Dopo gli Aleramici, il Monferrato passò ai Paleologi di Bisanzio (nel XIII secolo, quando si estinse la linea maschile aleramica), poi ai Gonzaga di Mantova (nel 1536) e infine ai Savoia (nel 1708). Ogni dinastia lasciò il proprio segno sul territorio: castelli, chiese, palazzi, opere d’arte. I borghi e le fortezze del Monferrato sono la testimonianza visibile di questa stratificazione storica.
Il castello di Casale Monferrato
Il castello di Casale Monferrato, noto come Castello dei Paleologi, è il più imponente del territorio. Costruito nel XIII secolo sui resti di una fortezza più antica, fu ampliato e modificato più volte nel corso dei secoli. L’aspetto attuale risale in parte alle trasformazioni cinquecentesche volute dai Gonzaga, che lo trasformarono da fortezza medievale a residenza rinascimentale.
Oggi il castello ospita il Museo Civico di Casale Monferrato, con collezioni di archeologia, arte medievale e moderna, e una sezione dedicata alla storia del Marchesato. Le sale del piano nobile conservano affreschi e decorazioni di pregio. Il fossato, le torri angolari e il camminamento di ronda permettono di immaginare come doveva apparire la fortezza ai tempi del suo massimo splendore.
Castelli e borghi minori da non perdere
Ma il Monferrato custodisce tesori meno noti che spesso riservano le emozioni più forti. Il castello di Camino, a pochi chilometri da Casale Monferrato, è un castello privato ancora abitato dai conti Callori, proprietari da secoli. Si può visitare su prenotazione e offre un’atmosfera di autenticità rara: sale con armature, biblioteche storiche, giardini all’italiana.
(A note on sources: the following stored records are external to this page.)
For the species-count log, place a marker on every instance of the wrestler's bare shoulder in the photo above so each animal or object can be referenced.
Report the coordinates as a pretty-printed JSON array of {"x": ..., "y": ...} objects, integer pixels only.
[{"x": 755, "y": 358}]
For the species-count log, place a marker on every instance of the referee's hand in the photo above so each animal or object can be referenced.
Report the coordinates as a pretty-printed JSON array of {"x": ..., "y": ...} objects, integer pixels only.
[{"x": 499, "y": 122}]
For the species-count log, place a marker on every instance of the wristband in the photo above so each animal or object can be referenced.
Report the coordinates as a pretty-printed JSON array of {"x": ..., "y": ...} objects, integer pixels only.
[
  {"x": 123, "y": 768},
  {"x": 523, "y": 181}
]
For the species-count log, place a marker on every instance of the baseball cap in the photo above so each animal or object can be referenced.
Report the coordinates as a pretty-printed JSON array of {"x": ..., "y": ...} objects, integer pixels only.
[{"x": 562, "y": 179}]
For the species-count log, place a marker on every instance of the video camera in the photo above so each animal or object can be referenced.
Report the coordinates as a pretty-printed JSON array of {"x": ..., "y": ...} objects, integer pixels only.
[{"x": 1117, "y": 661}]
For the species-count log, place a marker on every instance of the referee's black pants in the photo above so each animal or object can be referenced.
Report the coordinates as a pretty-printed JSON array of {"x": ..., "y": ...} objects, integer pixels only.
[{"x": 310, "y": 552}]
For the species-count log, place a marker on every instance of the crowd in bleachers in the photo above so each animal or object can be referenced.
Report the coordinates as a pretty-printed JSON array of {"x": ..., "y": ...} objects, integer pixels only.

Il castello di Grazzano Badoglio domina il borgo medievale dall’alto di una collina. La torre principale è visibile da chilometri di distanza e il paese ai suoi piedi conserva il sapore del Medioevo. Il castello di Ponzano Monferrato è uno dei meglio conservati della zona, con la sua struttura a pianta quadrata e le torri cilindriche agli angoli. Il borgo di Ponzano è bellissimo, con le case in mattoni rossi e i vicoli acciottolati.
Moncalvo, pur non avendo un castello vero e proprio, conserva le mura medievali quasi intatte e torri di guardia che permettono di immaginare la cinta difensiva originale. La “città più piccola del Piemonte” è un gioiello da esplorare a piedi, perché ogni vicolo nasconde una sorpresa.
Leggende e misteri dei castelli monferrini
Come ogni territorio antico, anche il Monferrato ha le sue leggende. Si racconta che nel castello di Camino appaia ogni tanto lo spettro di un cavaliere in armatura, che percorre il corridoio principale nelle notti di luna piena. Nella torre del castello di Grazzano Badoglio sarebbe stata imprigionata, secondo la tradizione popolare, una principessa che aspettava invano il suo salvatore.
Più storicamente documentata è la leggenda legata al mistero del Sacro Graal, che alcune tradizioni localizzano proprio in questi luoghi: i Marchesi del Monferrato furono in contatto con i Cavalieri Templari, e secondo alcune teorie esoteriche le colline tra Asti e Alessandria nasconderebbero segreti legati alle reliquie portate dalla Terra Santa. Una leggenda affascinante, anche se storicamente indimostrabile, che aggiunge un ulteriore strato di fascino a un territorio già ricchissimo di storia.